Psychological impact

Back to decision-making tree Print last updated on 12/02/2020

HS is a chronic disease which has a serious consequences for patients’ interpersonal relations and self body image, and which affects the senses of touch, smell and sight.

In physical terms:
pain, odour and discharge

Pain is in most cases identified by patients as the main cause of many of their difficulties. In their words, pain is the cause of irritability, anger and aggressiveness, and therefore of their isolation and reclusiveness.

This invasive pain can also create difficulties at work, make everyday positions and movements painful, and frequently causes patients to avoid physical contact with others, including close relations, in reaction. Odour is frequently cited as contributing to distancing the patient from others, which directly affects interpersonal relations: patients have the impression that they smell bad, with odours and pus discharge, which creates feelings of embarrassment, shame and fear of rejection, thus reinforcing reclusive behaviour.
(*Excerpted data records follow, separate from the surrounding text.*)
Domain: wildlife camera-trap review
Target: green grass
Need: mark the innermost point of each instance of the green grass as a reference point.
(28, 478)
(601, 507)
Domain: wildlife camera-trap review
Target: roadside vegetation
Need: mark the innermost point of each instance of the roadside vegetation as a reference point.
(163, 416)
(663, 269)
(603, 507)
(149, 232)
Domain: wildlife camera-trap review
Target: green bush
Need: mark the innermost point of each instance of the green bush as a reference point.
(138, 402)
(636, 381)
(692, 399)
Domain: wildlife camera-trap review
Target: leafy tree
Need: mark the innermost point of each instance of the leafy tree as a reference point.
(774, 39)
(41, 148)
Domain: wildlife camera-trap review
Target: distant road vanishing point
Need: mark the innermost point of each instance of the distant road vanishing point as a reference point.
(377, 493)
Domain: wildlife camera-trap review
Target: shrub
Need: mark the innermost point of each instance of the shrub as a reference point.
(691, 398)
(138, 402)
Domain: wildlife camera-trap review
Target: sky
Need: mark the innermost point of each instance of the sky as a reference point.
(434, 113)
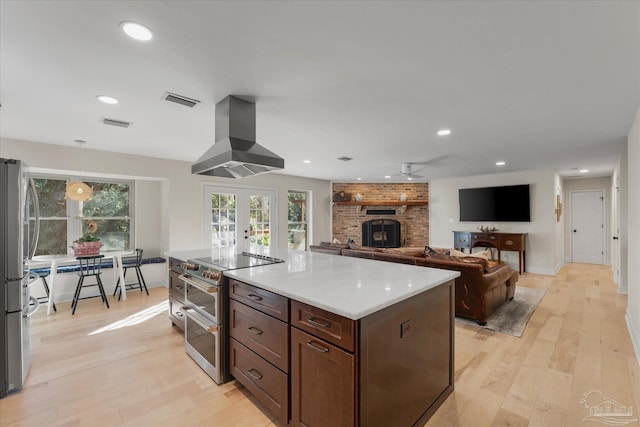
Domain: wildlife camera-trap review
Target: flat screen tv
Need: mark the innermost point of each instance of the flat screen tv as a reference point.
(500, 204)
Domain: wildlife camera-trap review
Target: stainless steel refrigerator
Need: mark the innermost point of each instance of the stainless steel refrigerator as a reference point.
(18, 237)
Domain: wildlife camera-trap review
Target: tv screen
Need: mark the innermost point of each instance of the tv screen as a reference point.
(500, 204)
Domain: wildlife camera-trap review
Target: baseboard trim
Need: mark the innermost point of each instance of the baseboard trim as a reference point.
(634, 334)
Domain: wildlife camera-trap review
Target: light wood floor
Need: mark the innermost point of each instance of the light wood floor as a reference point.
(125, 366)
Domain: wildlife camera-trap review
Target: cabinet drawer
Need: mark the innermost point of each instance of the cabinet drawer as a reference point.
(175, 313)
(461, 239)
(511, 242)
(324, 384)
(174, 264)
(263, 334)
(331, 327)
(484, 237)
(176, 286)
(273, 304)
(266, 383)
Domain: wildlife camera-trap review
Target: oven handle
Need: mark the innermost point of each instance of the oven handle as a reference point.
(193, 315)
(208, 289)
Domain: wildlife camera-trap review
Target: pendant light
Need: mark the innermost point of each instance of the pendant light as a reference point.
(78, 191)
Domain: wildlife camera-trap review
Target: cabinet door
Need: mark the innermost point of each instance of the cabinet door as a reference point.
(461, 239)
(176, 286)
(511, 242)
(322, 383)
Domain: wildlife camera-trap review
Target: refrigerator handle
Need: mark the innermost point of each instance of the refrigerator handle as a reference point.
(36, 306)
(36, 229)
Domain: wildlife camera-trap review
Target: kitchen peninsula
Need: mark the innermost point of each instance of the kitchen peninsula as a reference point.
(326, 340)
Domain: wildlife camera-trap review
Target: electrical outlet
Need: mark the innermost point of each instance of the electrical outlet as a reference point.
(406, 328)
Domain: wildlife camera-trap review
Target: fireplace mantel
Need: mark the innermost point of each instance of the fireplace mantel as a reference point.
(402, 204)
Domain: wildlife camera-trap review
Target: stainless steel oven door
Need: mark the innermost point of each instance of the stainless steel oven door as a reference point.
(202, 342)
(203, 297)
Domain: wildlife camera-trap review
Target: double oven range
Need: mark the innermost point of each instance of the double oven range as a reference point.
(206, 308)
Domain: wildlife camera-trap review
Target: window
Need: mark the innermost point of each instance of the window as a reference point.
(63, 221)
(298, 220)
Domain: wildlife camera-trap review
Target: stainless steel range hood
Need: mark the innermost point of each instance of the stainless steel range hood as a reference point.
(235, 153)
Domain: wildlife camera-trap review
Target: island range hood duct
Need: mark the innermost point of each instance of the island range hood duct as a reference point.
(235, 153)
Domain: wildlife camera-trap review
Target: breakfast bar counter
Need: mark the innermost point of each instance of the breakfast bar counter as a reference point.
(325, 340)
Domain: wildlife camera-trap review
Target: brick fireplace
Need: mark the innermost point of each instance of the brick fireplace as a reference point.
(382, 201)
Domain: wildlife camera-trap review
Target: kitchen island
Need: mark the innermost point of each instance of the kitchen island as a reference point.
(325, 340)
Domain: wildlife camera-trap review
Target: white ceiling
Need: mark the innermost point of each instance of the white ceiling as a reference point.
(540, 85)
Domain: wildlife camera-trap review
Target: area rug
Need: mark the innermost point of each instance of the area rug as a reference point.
(512, 317)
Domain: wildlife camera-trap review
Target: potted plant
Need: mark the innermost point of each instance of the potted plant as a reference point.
(88, 244)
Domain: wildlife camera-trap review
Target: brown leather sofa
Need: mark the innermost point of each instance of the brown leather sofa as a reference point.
(482, 287)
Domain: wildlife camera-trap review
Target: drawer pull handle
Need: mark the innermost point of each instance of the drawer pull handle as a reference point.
(255, 374)
(316, 347)
(254, 330)
(313, 321)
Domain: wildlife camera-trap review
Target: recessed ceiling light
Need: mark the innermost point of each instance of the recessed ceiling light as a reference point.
(136, 31)
(107, 99)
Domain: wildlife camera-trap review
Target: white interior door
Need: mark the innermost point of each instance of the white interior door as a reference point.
(240, 218)
(587, 226)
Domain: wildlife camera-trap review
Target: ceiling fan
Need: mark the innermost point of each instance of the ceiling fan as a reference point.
(407, 172)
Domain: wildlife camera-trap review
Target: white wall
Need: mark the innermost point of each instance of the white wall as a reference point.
(588, 184)
(174, 201)
(168, 197)
(619, 228)
(541, 249)
(633, 265)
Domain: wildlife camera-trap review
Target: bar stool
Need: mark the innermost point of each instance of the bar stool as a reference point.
(90, 266)
(42, 277)
(134, 263)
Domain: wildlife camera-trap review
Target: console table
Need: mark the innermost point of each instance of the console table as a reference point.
(501, 241)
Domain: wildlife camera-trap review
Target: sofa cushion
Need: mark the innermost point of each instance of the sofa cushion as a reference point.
(484, 254)
(460, 259)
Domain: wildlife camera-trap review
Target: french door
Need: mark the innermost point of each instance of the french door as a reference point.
(240, 218)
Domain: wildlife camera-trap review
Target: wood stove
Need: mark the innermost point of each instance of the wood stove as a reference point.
(381, 233)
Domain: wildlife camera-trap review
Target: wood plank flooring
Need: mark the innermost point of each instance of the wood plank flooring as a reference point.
(126, 365)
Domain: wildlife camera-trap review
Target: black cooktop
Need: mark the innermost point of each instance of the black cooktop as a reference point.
(236, 261)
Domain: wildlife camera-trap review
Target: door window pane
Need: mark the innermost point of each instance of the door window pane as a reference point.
(259, 216)
(223, 220)
(297, 220)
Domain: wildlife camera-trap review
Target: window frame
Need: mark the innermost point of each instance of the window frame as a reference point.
(74, 208)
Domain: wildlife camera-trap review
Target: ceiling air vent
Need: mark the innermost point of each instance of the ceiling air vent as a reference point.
(179, 99)
(113, 122)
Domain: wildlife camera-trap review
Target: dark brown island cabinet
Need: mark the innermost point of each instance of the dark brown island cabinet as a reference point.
(176, 294)
(315, 368)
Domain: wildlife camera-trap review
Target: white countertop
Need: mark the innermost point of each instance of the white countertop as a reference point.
(350, 287)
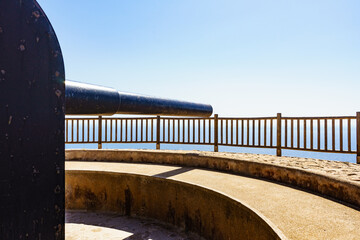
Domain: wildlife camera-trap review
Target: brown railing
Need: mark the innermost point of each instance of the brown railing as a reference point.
(322, 134)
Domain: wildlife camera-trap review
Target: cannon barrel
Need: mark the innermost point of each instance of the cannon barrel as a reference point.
(88, 99)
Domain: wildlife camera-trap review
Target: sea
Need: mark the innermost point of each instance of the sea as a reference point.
(291, 153)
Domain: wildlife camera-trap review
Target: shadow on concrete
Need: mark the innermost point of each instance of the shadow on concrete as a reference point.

In addition, pain can cause patients to refrain from sport activities, or to cease any such activity. This physical inactivity can sometimes result in weight gain, often cited by patients (and which has a negative impact on their self-esteem and body image).
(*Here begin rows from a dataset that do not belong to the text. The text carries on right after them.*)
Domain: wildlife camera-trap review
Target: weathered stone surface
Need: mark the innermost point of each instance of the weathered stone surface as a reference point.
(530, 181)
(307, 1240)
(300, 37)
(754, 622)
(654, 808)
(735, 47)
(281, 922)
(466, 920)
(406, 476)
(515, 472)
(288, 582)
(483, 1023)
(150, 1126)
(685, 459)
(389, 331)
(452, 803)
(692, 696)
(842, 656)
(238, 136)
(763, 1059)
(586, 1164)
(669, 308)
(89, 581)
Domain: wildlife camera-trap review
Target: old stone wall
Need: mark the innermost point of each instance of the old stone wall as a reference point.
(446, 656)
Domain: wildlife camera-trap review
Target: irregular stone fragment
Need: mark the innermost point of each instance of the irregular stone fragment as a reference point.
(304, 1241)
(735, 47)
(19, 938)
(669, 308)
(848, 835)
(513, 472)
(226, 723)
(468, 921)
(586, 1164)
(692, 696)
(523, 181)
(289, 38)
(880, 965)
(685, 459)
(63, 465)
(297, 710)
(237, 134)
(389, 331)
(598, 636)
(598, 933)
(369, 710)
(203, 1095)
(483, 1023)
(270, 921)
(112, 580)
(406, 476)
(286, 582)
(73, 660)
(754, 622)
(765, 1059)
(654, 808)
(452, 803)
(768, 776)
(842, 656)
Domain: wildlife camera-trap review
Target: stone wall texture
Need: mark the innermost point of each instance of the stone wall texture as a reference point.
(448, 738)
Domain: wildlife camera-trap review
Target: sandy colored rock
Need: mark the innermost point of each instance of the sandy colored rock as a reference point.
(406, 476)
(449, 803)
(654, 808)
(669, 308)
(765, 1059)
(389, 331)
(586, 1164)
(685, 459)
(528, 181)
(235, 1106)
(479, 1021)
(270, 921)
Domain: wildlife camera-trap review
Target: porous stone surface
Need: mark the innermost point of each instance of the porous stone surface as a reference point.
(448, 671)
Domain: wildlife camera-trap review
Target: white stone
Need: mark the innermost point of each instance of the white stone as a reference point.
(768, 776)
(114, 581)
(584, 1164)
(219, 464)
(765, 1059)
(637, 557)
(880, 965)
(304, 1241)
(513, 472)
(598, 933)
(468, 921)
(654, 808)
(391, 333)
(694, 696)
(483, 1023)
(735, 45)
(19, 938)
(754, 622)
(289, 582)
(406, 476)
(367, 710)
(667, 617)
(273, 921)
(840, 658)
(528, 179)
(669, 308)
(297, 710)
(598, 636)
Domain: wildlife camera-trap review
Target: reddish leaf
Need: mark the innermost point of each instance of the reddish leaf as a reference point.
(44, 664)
Surgery is often mutilating and can have negative consequences on patients’ body image owing to the resulting traces and scars.

A feeling or powerlessness expressed by patients is often prominent in discussions with them. Outbreaks lead patients to consider their disease “uncontrollable”, creating a feeling of incomprehension vis-à-vis their own body.

In terms of interpersonal, social and emotional relations

In certain cases, this disease can result in a life lacking in social relations and friendships, and a lack of or renunciation of love life.

Patients express this remoteness from relationships by distancing themselves from their own emotions, avoiding contact with others, hiding their lesions from close relations, feeling uncomfortable in establishing a relationship, or by refusing to invest time or energy in creating or developing friendships or other social relationships.

For couples’ emotional and sexual relations, the consequences of not being able to enjoy physical contact because of pain can create difficulties (fear of being held in another’s arms, embraced tightly, of being jostled, etc.). The feeling of shame for their own body, of the physical aspect, the odours and discharge, is also frequently mentioned as provoking apprehension about sexual relations and a loss of interest in sexual relations.

All these factors contribute to withdrawal, a feeling of distance, of not being understood, with a risk of social relations being broken off.


This disease has a significant impact on patient morale.

In psychopathological terms, some patients develop a very low mood, with a risk of depression, sometimes associated with suicidal tendencies.

Chronic, long-lasting pain, loss of employment and social isolation are indicators that a risk of breakdown should be monitored.

Self-esteem can be heavily impacted and diminished; self-devaluation and the feeling of being a disappointment for close relations add to the risk of depression.

Patients may also indicate a loss of pleasure and interest in things in general.

Professional life

In terms of professional life, this disease can have very heavy consequences.

Terminating professional activities can indicate a serious risk of isolation and of deteriorating morale.

In addition, frequent absences from work caused by outbreaks or pain may provoke a feeling of failure in patients.